Any movie that runs two-and-one-half-hours-plus yet doesn’t have one glancing at his watch has to have something going for it. And The Ruling Class does, as long as deep thoughts about the medium don’t enter into it. The medium gets kicked about as freely as most other conventions: theatrical. social, familial, and the resulting film has the exuberance one might associate with a first-rate college revue. The collegians involved include some of the most reliable mainstays of the British stage and screen, and the genre is that mainstayingest of them all, the what-fun-it-is-to-roast-the-upper-classes genre that has made the fame and fortune of many a literary radical. The difference is that The Ruling Class shows itself to be aware of the implicit, frequently unacknowledged corollary: and-whom-could-we-pick-on-if-they-weren’t-around? The answer turns out to be: just about anybody.

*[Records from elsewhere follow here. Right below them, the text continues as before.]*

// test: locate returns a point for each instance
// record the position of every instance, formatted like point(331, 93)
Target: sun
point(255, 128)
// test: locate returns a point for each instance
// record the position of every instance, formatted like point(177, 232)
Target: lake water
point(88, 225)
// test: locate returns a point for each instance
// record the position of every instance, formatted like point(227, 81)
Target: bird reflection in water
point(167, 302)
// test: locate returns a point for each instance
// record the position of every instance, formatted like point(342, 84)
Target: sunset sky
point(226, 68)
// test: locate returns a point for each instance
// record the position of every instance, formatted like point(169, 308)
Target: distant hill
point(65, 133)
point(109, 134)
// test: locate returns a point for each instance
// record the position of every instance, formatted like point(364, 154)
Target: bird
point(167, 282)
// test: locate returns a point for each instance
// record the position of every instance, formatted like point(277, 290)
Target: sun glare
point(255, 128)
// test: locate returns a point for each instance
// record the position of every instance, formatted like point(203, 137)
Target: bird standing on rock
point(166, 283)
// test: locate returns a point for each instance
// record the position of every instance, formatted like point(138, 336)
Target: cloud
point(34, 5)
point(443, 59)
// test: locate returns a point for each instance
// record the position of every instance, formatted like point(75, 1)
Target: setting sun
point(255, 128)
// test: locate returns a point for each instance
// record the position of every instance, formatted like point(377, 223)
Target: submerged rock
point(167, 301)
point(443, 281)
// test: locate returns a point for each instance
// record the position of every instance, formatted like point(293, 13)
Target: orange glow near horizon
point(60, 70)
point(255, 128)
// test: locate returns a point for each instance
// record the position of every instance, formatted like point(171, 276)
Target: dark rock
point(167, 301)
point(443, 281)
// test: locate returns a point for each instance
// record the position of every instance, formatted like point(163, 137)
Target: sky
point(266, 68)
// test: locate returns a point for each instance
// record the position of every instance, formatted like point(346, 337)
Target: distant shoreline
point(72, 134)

Things start happening when the 13th Earl of Gurney (Harry Andrews) treats himself to his favorite bedtime setting-up exercise: kicking into space, dressed in ballet skirt, grenadier jacket, and tri-cornered hat, at the end of a silken hangman’s noose. His faithful butler Tucker (Arthur Lowe) is supposed to have positioned a high stool nearby so His Lordship can regain a foothold at the brink of extinction and regale the world with his ecstatic visions of Beyond the Vale. This particular evening the stool gets knocked askew and the earldom passes on to the (literally) hanging judge’s son Jack (Peter O’Toole).

Jack’s been on the inside—of an asylum—and returns to the world serene in the knowledge that he is Christ (he’ll answer to “J.C.”) and also God the Father (because he has found that when he prays to God he is invariably talking to himself). Some of his relations would like to see him separated from control of the Gurney estate and set about arranging it—a complicated process that involves marrying him off to the consort of both his late father and his uncle (William Mervyn) and encouraging him to sire an heir with utmost haste. In the course of all this the audience of course sides with the hilariously self-hyped Highest against the scheming in-laws, with a side portion of appreciation for the old Marxist butler, the other legate of the l3th Earl who, though 30,000 pounds richer, elects to stay on at his old job and slip the verbal shaft to his masters in the most public manner possible.

Then something happens. The madman licks his madness—or at least alters its external appearance, becoming the consummate English peer in public while in private swapping J.C. for Jack the Ripper, god of vengeance in ways sometimes sexual, sometimes political, but always murderous. In the end no one has escaped Jack’s divine anger, including the heroically disrespectful Tucker, and the banshee wail of the last of his victims is continued in the infantile sob of the 15th Earl of Gurney, yet another Jack of who-knows-what-persuasion.

Structurally the film will not bear close analysis: its sophisticated intention of wrenching the audience this way and that until they capitulate and accept this vision of an incestuous ruling-class screwjob is only imperfectly served; the film really opts for safe dodginess—stylistically, morally, and sociopolitically. But from moment to moment the possibilities are devastatingly good and much of the execution is exhilarating, in its ingenuity and artistic daring as much as its ultimate irresponsibility. Peter O’Toole’s role successfully exploits his offscreen public persona as manic jackoff.


Copyright © 1973 Richard T. Jameson

Direction: Peter Medak. Screenplay: Peter Barnes, after his play. Cinematography: Ken Hodges.
The Players: Peter O’Toole, Arthur Lowe, Carolyn Seymour, William Mervyn, Coral Browne, Alastair Sim, James Villiers, Harry Andrews.